I disagree with the statement: "Of course, there's no reason that you have to choose between making healthy contributions to your retirement account and choosing investments that will perform well over time."
Many retirement plans are saddled with funds that carry high fees which leads to consistent underperformance. The average investor in many cases would be better served holding index funds in an IRA to overcome this shortcoming, especially if they are not offered a company match. Teachers forced to choose an annuity with 3-5% annual fees in their 403(b) are better off in an IRA as well.
Secondarily, there are many reasons why people need to choose between a portfolio of individual stocks and a retirement plan. It is nice if someone can defer 15% of their salary AND hold stocks in an IRA/brokerage account outside of the plan. However, many people are underemployed and if they have a family, they have a hard enough time meeting bills let alone putting away 15% in an IRA or 401(k). The idea that most people can do BOTH is very unrealistic. I've seen data that suggests the average 401(k) balance at retirement age is somewhere between 30K and 50K.
You might say well what evidence do you have? Over the years I probably have prepared taxes for well over 2,000 clients of which about 75% have a 401(k) plan offered to them and only about 25% of these clients participate. The other 75% main reason for not participating? They are living check to check and couldn't afford it. Very few of these folks have IRAs either.
Each year at tax time, I suggest that people contribute atleast the percentage the company matches. Year after year, I look at the W-2's and only a few take this advice. Autoenrollment and autoincrease provisions may help in this regard, but much of the growth of one's account requires maintaining employment for somewhere between 3-7 years to be 100% vested in match/employer money. This reality can not be discounted. Leaving employment after a year or two KILLS individual retirement balances. All unvested money is forfeited back to the plan. Another pitfall, paying a 10% extra penalty in federal taxes for withdrawing the money before age 59 1/2 on top of the standard 20% withholding for federal taxes.

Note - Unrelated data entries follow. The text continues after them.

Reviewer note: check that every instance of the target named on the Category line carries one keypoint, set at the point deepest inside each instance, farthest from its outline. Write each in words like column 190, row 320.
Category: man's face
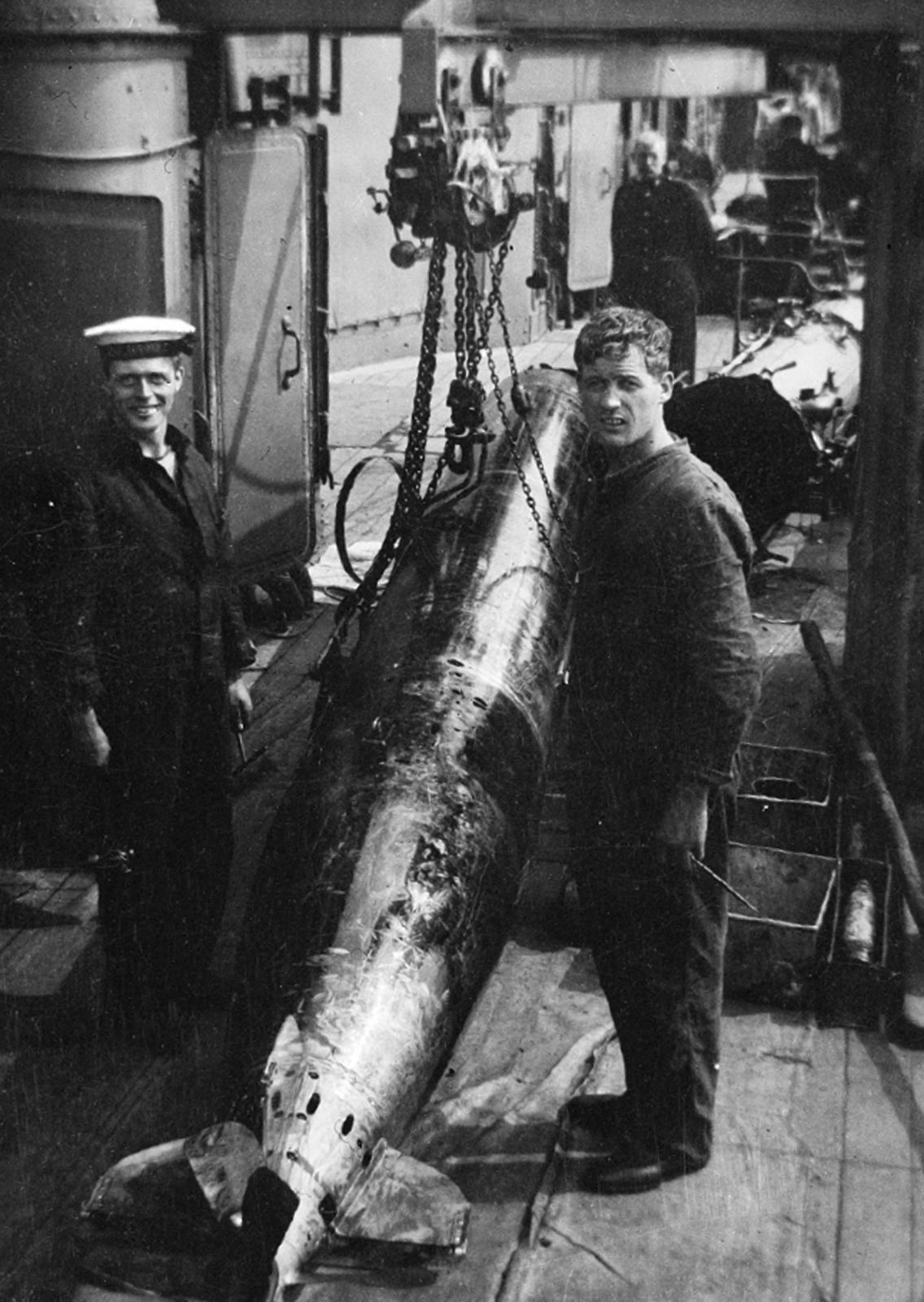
column 624, row 403
column 648, row 162
column 142, row 392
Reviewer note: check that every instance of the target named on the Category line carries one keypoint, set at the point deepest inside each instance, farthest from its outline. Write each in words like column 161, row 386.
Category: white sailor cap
column 142, row 336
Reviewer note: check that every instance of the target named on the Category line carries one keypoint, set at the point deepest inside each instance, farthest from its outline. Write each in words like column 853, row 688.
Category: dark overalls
column 664, row 677
column 663, row 251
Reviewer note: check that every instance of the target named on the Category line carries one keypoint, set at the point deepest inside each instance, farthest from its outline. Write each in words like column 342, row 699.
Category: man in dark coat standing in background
column 664, row 249
column 158, row 649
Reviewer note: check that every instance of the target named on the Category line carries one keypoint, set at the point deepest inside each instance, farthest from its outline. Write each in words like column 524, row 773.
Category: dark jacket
column 663, row 221
column 664, row 664
column 156, row 602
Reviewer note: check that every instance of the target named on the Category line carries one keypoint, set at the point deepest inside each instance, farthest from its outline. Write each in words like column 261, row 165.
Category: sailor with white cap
column 142, row 362
column 159, row 650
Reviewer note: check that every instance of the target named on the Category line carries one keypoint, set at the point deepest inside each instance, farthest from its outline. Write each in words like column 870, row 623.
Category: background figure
column 663, row 680
column 664, row 249
column 793, row 205
column 156, row 646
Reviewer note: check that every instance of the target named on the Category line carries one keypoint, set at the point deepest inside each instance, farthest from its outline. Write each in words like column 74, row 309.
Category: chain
column 495, row 303
column 409, row 501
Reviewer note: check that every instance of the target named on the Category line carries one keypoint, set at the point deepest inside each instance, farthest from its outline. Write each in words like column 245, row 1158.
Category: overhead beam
column 331, row 16
column 553, row 17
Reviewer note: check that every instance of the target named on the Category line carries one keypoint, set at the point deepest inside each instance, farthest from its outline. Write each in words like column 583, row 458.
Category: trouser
column 656, row 931
column 171, row 809
column 668, row 290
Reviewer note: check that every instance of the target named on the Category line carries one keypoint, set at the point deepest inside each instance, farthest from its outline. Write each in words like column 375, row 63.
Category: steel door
column 260, row 369
column 592, row 180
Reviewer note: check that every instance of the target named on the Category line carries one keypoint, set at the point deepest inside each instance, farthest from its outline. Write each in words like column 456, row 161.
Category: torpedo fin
column 288, row 1047
column 223, row 1159
column 400, row 1199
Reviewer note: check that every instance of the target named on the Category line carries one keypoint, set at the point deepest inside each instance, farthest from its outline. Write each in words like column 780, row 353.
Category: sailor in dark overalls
column 158, row 648
column 664, row 249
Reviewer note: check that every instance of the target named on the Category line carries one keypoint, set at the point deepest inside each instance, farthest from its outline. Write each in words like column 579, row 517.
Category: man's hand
column 241, row 705
column 685, row 819
column 91, row 744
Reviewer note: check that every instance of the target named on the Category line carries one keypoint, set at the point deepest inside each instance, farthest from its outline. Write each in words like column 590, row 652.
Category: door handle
column 288, row 377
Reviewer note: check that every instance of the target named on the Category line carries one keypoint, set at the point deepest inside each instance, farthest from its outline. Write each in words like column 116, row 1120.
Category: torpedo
column 390, row 874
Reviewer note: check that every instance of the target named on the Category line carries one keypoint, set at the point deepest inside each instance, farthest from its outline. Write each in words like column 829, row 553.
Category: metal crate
column 772, row 956
column 785, row 800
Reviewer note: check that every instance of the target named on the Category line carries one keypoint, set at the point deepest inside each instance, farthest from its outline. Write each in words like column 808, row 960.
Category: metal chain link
column 495, row 303
column 409, row 501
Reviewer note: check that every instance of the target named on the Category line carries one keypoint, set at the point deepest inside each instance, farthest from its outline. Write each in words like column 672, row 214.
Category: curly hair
column 612, row 331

My advice: If you have a tendancy to bounce around from job to job, an IRA is your best friend. If you are a stock picker, the IRA is great too. If your company offers a match or profit sharing, see if you can put aside atleast the amount the company matches. If they have index or target retirement funds, you are in business. Low fees are your best friend. If you can do both IRA and 401(k), then you are a lucky person. If you can't, I'm sure you have plenty of good reasons.